The prospect of extra gas coming from the Maui field adds certainty to New Zealand's natural gas supply and could also reduce the need for new transmission lines into Auckland.
Auckland-based energy network company Vector, which now includes the former gas company NGC, is one of two companies with first rights of refusal for new natural gas that the Maui field owner says is now ready.
Confirmation of the extra gas will also provide a welcome breathing space for the energy sector and the Government, with concern growing about future fuel supplies for thermal power stations.
The rapid decline in gas from the Maui field - which is around 4000 petajoules (PJ) in size - has prompted a flurry of exploration, but few successful discoveries. The Pohokura field, which has 750PJ of gas, is set to begin production this year.
Maui's owners, known as the "Maui Partners" - Shell, Todd and European company OMV - last week said more than an additional 200 PJ would now be available from the field - around two years' national demand.
Vector gas division chief executive Michael Cummings said it was "great to see the Maui partners continuing their commitment to offshore drilling and pursuing the full development of the Maui field".
His optimism was mirrored by Electricity Commissioner Roy Hemmingway.
"It's a piece of good news in a landscape of not particularly good news lately, with respect to fuel supply," he said. "I hope it's just the beginning."
The commission did not plan new electricity generation, he said - this was left to the individual power companies - but its job of approving new transmission could be affected by more gas.

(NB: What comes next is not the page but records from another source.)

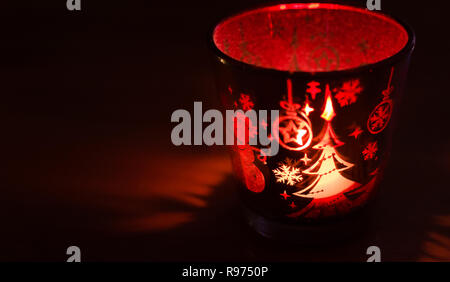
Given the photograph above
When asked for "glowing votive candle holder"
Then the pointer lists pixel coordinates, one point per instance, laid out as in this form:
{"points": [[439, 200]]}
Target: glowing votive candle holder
{"points": [[335, 73]]}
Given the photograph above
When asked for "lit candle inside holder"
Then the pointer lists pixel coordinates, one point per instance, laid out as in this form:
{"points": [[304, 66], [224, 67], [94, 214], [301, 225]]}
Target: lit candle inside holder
{"points": [[335, 73]]}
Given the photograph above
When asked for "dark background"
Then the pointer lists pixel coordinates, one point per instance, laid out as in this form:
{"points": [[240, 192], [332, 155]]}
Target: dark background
{"points": [[87, 159]]}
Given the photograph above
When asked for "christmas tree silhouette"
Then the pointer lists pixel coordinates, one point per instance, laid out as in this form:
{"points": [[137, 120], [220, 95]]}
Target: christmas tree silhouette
{"points": [[329, 181]]}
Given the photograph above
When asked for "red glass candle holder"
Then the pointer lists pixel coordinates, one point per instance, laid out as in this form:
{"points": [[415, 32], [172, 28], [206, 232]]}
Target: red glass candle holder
{"points": [[335, 73]]}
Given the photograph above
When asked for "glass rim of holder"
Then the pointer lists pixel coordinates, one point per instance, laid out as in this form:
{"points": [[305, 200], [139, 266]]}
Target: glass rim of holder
{"points": [[396, 57], [312, 231]]}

More gas-fired power generation could then be built, which also meant new power stations closer to demand, meaning less of a need to build transmission links to Auckland.

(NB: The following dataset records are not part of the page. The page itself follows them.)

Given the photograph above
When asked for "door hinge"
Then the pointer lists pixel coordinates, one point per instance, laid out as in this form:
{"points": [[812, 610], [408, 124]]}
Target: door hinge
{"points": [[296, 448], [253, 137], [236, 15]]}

Mike Patrick, executive officer of the Petroleum Exploration and Production Association, said the price that oil and gas could be sold for was crucial in determining the size of a field like Maui.
Patrick said there was a general feeling that there was one, maybe two drilling seasons left to make a major gas discovery before LNG imports would be needed. Gas shortfalls were expected by some in 2009/2010.

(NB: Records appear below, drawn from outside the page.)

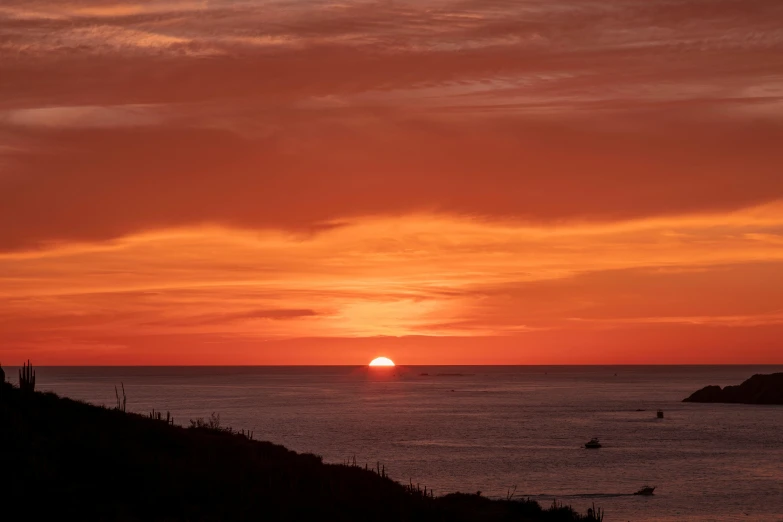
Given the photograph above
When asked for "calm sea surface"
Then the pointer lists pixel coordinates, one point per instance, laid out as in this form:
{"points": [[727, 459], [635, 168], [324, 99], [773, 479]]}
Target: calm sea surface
{"points": [[494, 428]]}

But the price of gas had more than tripled in recent years.
"As the price goes up and the technology gets better we've got more gas there now that its economically recoverable than we had two years ago."
Taranaki's Kapuni field, despite being pumped for the past 30 years, had grown in size throughout its life. "It's actually getting bigger, because it's becoming more economic to pump more and more out of it,"said Patrick.
Shell spokeswoman Jackie Maitland said a decline in the amount of gas taken from the field in the past few years and two new production wells had meant extra gas had become available from Maui.
Greg Main, analyst at Forsyth Barr, said the Maui partners had an incentive not to destroy the market for the gas about to flow from their Pohokura field.
Pohokura gas is due to start flowing into the market later this year.
It was good news for Contact that the gas had become available before it had made a commitment to build an LNG terminal, or signed any long-term supply contracts for LNG. The issue of long-term gas supply was still not settled, but the additional Maui gas could give Contact some extra breathing room before an LNG commitment was needed.
State-owned Genesis Energy is the other major gas-burning power generator in New Zealand, but does not have the same rights to new Maui gas as Contact does.